Nowadays it is difficult to run everyday errands without being able to use digital services. Banking, taxes and social support applications have all been moved online. This creates inequality because not everyone has the skills to use common services.
The idea of digital support is to help people use digital services independently in order to make their everyday life smoother. Help is provided by many actors: non-governmental organizations, libraries, community colleges and cities. The Uusimaa Region Digituki project coordinates these efforts and helps the providers of digital support.

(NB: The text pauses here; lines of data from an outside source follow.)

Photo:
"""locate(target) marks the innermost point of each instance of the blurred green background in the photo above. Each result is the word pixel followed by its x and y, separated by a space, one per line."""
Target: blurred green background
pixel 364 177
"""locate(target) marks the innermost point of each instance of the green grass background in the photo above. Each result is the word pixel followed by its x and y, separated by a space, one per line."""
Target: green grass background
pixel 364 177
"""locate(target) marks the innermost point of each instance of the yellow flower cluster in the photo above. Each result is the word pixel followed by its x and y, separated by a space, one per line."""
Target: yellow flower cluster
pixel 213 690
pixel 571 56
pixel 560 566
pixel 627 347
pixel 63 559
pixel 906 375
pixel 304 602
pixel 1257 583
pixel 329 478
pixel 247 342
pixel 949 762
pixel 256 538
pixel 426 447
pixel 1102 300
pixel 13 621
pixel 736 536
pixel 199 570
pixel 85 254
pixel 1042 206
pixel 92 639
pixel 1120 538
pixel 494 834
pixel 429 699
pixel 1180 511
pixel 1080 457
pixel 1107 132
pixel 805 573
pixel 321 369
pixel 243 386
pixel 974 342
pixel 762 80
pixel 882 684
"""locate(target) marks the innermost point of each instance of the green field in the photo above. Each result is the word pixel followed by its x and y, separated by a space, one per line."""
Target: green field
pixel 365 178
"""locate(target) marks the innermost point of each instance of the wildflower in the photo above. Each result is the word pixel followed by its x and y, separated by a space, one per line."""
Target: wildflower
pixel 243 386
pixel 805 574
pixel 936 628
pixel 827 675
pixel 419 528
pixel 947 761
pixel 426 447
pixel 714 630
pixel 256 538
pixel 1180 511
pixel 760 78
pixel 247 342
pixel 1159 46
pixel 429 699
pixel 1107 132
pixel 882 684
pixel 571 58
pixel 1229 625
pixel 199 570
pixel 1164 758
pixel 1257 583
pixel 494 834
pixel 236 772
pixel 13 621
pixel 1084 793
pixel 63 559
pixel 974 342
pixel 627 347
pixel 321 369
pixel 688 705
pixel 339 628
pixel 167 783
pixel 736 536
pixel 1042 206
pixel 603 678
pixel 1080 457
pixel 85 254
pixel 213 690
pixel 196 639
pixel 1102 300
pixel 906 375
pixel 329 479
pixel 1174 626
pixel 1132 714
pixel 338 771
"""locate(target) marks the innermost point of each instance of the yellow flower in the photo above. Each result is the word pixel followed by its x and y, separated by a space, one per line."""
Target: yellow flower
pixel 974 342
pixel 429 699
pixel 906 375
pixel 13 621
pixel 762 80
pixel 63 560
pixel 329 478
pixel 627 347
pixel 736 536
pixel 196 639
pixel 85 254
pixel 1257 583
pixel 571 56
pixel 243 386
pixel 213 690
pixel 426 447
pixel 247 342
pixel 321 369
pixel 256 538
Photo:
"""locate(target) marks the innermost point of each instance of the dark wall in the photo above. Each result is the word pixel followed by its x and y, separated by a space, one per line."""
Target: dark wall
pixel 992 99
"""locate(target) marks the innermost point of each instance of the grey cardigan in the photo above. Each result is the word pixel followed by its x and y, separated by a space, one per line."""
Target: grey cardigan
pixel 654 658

The project offers a network in which different actors can share their knowledge.
“The project’s theme is ‘digital skills are a new civic skill’. It is more difficult to get by your everyday life without the skills to use digital services”, says Tiina Markkula, Digituki project manager in Helsinki-Uusimaa Regional Council.
1.5 million Finns in need of digital support
People’s need for digital support varies. The young might be savvy with the devices but might still have issues with the services. The elderly, in turn, are used to the public services but might have challenges with the digital platforms.
“Everyone needs some sort of digital support every once in a while”, project manager Markkula says. “It has been estimated that there could be 1.5 million Finns struggling with digital services, but that might just be the tip of the iceberg.”
The latest achievement by Digituki was to co-create the codes of conduct for digital support services. Cities, organizations and everyone involved contributed to it.
For many service providers, digital support is a new function. The code of conduct highlights the issues that you should take into account when providing support. “The most important thing is to customise the support for each person. There is no fit-for-all solution”, Markkula says.
Coronavirus outbreak challenges digital support
In the spring of 2020, the coronavirus outbreak has made the need for digital support even more urgent than before. Technologies enable people to work from home and run their errands without physical contact. These possibilities are not shared by all.
“We are now facing a challenge in which an elderly person can no longer visit the bank nor go to the local library to get help with online banking”, says Markkula. “This is an excellent opportunity for us to rethink our services.”
Digital support is provided by phone or online to tackle the challenges created by physical distancing. Those in need of support can be reached by ads in local newspapers, for example.
The exceptional times have strengthened the idea that digital support needs to be part of all technological development.
“For now, we have first created the service, then thought about the support. In fact, we need to approach this the other way around”, Markkula says.